Ai successi dell’allestimento “Ubu incatenato” segue, in questa stagione del Piccolo, il dramma in cinque atti “Ubu roi” di Alfred Jarry.
Adattamento della classica vicenda di padre Ubu alla conquista del regno di Polonia. Roberto Latini regista e interprete distilla- con sapiente ironia –le parole del dramma di Jarry fondendone citazioni e atti tratti dai drammi : Amleto, Macbeth e Giulietta e Romeo
Drammi e ridicolezze di piccoli uomini
La vicenda di padre Ubu, ricompensato da re Venceslao con la nomina di conte di Sandomir. L’avidità della consorte e la smania di possesso spingeranno i coniugi a complottare per la morte di re Venceslao. Vendette, fughe e guerre scatenate dall’atto di usurpazione porteranno gli Ubu alla rovina e all’esilio. Peripezie di un dittatore da operetta, ma non per questo meno tragico o sanguinario nei suoi eccessi di crudeltà. Nella visione di Latini il regno di Polonia appare quale luogo incontaminato sul quale esercitare il potere … (numerose, a questo proposito, le citazioni che richiamano all’isola incantata della “Tempesta”).

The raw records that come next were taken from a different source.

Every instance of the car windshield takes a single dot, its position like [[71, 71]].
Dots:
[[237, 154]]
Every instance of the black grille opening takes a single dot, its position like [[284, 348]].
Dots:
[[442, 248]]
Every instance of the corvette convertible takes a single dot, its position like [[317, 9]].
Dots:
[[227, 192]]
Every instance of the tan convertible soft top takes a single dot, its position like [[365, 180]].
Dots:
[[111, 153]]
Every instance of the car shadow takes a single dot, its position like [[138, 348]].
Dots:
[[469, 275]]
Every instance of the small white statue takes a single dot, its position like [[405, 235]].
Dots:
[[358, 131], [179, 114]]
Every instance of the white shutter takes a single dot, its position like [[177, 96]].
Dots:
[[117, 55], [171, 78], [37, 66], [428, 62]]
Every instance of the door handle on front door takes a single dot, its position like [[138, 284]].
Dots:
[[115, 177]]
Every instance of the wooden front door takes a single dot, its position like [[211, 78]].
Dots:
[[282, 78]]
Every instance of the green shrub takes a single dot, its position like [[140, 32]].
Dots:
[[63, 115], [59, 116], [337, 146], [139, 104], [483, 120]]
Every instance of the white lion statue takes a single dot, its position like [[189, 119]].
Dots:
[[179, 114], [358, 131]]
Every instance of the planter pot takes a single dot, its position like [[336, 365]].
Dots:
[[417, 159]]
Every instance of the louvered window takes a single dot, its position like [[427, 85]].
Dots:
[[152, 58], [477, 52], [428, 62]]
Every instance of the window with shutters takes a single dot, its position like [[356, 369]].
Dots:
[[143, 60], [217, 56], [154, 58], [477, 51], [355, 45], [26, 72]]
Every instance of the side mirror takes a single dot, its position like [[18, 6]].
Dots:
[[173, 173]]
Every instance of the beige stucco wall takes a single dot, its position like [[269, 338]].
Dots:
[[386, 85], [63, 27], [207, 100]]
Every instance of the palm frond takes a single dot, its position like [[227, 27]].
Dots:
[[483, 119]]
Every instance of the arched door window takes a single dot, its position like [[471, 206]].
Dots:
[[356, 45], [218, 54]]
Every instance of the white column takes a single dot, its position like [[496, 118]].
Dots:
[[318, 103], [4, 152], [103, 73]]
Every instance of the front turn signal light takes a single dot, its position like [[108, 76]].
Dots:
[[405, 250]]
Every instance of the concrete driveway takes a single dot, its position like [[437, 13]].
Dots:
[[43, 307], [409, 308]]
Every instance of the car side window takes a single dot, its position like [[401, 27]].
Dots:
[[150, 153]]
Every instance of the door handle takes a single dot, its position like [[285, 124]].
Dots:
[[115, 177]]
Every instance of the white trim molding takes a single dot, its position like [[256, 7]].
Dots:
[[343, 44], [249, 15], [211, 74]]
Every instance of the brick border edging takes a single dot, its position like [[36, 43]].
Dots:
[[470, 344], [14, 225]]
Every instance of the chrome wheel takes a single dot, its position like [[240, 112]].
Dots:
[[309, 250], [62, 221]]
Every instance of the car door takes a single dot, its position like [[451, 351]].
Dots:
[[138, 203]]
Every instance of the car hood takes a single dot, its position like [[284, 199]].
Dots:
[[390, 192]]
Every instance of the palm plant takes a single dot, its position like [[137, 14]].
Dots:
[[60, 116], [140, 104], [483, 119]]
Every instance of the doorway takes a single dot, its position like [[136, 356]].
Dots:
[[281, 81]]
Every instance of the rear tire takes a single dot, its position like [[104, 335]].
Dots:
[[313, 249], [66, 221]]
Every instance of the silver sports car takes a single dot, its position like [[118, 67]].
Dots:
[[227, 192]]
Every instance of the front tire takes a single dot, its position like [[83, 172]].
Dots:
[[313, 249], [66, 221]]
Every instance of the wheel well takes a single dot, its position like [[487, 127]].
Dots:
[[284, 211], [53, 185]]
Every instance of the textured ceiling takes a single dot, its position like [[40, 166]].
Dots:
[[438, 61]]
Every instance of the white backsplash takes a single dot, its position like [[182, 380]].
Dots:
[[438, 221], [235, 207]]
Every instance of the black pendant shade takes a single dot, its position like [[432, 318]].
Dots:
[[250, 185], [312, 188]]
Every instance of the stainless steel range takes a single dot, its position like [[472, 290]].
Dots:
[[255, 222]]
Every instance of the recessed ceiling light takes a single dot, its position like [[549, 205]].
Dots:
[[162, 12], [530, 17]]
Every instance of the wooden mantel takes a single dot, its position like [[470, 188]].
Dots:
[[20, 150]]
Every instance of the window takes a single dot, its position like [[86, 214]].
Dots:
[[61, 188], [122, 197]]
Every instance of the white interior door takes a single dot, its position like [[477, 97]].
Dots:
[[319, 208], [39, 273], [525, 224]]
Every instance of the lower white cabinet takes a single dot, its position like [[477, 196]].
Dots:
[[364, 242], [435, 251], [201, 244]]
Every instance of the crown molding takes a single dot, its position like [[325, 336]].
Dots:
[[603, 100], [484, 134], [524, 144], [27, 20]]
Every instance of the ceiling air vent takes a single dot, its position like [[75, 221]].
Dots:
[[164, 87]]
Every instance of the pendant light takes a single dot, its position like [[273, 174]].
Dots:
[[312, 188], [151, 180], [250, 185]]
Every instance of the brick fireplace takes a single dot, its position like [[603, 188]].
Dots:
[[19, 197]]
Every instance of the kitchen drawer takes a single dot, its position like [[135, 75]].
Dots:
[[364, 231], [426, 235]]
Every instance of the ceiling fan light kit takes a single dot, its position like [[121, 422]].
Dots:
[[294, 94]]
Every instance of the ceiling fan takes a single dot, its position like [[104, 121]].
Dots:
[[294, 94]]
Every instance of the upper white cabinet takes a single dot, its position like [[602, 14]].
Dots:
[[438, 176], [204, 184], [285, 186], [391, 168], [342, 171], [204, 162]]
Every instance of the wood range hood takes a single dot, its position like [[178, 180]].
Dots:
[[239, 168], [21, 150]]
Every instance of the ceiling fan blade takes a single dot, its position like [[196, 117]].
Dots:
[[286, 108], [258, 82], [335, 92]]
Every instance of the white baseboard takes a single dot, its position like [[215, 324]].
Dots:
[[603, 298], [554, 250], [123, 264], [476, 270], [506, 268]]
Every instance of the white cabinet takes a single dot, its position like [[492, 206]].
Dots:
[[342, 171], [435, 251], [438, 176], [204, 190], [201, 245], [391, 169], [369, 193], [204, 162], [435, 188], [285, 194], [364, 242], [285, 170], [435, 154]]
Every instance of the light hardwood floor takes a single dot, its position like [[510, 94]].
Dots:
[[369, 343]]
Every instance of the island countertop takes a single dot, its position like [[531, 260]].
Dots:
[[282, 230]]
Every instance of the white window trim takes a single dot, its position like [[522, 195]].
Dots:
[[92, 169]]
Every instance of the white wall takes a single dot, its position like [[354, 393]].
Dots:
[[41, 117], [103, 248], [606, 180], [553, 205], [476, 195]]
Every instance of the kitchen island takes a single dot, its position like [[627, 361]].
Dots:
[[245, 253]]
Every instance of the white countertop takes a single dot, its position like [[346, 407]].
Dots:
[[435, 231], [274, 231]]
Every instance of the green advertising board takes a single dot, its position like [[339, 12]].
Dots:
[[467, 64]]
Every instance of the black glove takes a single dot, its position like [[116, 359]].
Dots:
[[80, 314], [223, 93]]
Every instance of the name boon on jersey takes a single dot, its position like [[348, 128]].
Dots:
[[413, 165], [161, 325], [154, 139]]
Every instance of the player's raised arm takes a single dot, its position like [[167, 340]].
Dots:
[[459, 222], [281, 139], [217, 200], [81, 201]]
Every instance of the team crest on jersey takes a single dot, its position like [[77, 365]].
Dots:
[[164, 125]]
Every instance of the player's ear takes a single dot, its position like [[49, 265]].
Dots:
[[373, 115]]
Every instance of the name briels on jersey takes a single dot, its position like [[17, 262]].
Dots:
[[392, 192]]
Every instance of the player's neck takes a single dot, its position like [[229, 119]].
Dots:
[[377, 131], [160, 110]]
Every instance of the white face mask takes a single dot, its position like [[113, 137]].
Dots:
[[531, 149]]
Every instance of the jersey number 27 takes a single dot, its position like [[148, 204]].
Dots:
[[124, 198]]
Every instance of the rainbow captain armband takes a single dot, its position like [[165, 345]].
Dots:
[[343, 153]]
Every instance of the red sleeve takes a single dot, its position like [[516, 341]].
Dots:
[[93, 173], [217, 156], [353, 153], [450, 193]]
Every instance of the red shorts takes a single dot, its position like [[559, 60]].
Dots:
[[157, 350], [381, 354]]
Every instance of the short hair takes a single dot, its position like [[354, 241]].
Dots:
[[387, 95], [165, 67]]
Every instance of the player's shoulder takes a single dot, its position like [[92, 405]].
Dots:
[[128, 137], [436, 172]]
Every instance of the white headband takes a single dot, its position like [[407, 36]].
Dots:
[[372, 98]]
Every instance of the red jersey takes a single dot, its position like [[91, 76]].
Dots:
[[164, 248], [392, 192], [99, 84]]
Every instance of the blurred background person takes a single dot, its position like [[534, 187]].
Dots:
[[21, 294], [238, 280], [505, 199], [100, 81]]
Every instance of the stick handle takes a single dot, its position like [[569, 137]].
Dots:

Ubu storia al di fuori del tempo.
Ubu è nelle intenzioni di Jarry una sorta di eroe della sventura, paradigma dell’umanità. Il mondo di Ubu è il regno della fantasia il “non luogo”.
Roberto Latini propone, nell’adattamento, una sorte di contaminazione fra: il mondo di Shakespeare e l’eterno burattino di sempre: Pinocchio (interpretato dallo stesso Latini e in questa chiave testimone e portavoce della vicenda di re Ubu.
Il mondo è un pista da circo La scena, come libro magico, evoca i personaggi della vicenda: mescolando re dittatori con figure appartenenti all’immaginario (burattini di legno, lupi) i sudditi stessi appaiono come hobbit dal volto grottesco e precocemente invecchiato. La scena è bianca e purissima a al contempo estremamente versatile: pronta a riempirsi come la pista di un circo: affollata da personaggi più simili a clown pronti a partecipare a un gioco (a volte crudele, a volte tragico- ma fondamentalmente privo di vero dolore). Vera eccezione è rappresentata dalla “guerra di padre Ubu”: su un mare di sangue in tempesta l’usurpatore proclama a gran voce il proprio potere ed esorta i soldati.La visione del mare pronto a straripare, la cacofonia provocata dagli urli; palesano la disumanità e la brutalità mascherata da coraggio.
Messa in scena suggestiva arricchita da un cast tutto maschile in edizione “elisabettiana”. La tradizione proposta come via per affermare nuove chiavi di lettura. Pubblico partecipe e interessato per una lettura fresca e penetrante di un classico del teatro di prosa.